Falling property values mean many people are upside down on their mortgages, according to the Bankrate.com financial site. Those homeowners owe more money that their houses are actually worth. Some opt for short sales to avoid foreclosure and its devastating credit effects. Short sales hurt your credit rating, too, but not as severely as actually losing the property.
Definition
A short sale means selling your home for less than you owe on your mortgage loan, Bankrate.com explains. Your lender must agree to the sale and amount, and most agree not to pursue you for payment of the remaining balance. Some mortgage companies allow a short sale to avoid the expenses involved in repossessing and reselling a home.
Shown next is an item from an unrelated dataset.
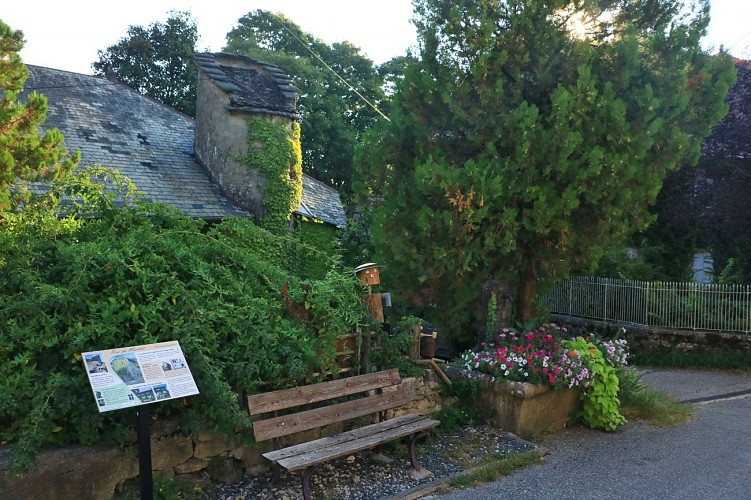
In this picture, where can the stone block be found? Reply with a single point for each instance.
(71, 472)
(213, 447)
(171, 451)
You sell often the home more quickly because you are asking a low price.
Effects
You already have damaged credit if you were not paying your mortgage or were sending in late payments in the time leading up to the short sales. Your bank causes additional damage by reporting the loan as "settled for less than full amount" to the Equifax, Experian and TransUnion credit bureaus. This is a negative status that tips other lenders off to the short sale. Ask that your mortgage loan be reported as paid in full, and get this agreement in writing, along with a paper that absolves you of the remaining loan balance. Check the status when the sale is complete by ordering credit reports from annualcreditreport.com. The Federal Trade Commission explains that each credit bureau is required to give you one free copy each year through that website.
Damage Control
You can start with credit rating damage control immediately after your short sale. Create a budget that redirects the money saved from excessive mortgage payments onto your other bills. MyFICO, the Fair Isaac credit scoring website, explains that payment delinquencies are one of the worst drags on your score. Pay everything on time and avoid running up more debt until your finances are fully back on track.
Circumstances
Short sales should be considered carefully and only used in appropriate circumstances. Natalie Lohrenz of counseling for Consumer Credit Counseling Service of Orange County in California explains that you should try to get through short term problems, like illness or temporary unemployment, without getting rid of your home. Short sale is appropriate if letting the bank take your home is your only alternative.
Considerations
Short sales are rarely an option if you have two mortgages on your home. Your primary lender might agree to take a loss, but Bankrate.com explains that the second mortgage holder would forfeit its entire interest in the property. You must either find a way to pay the bills or risk foreclosure if you are stuck with dual home loans.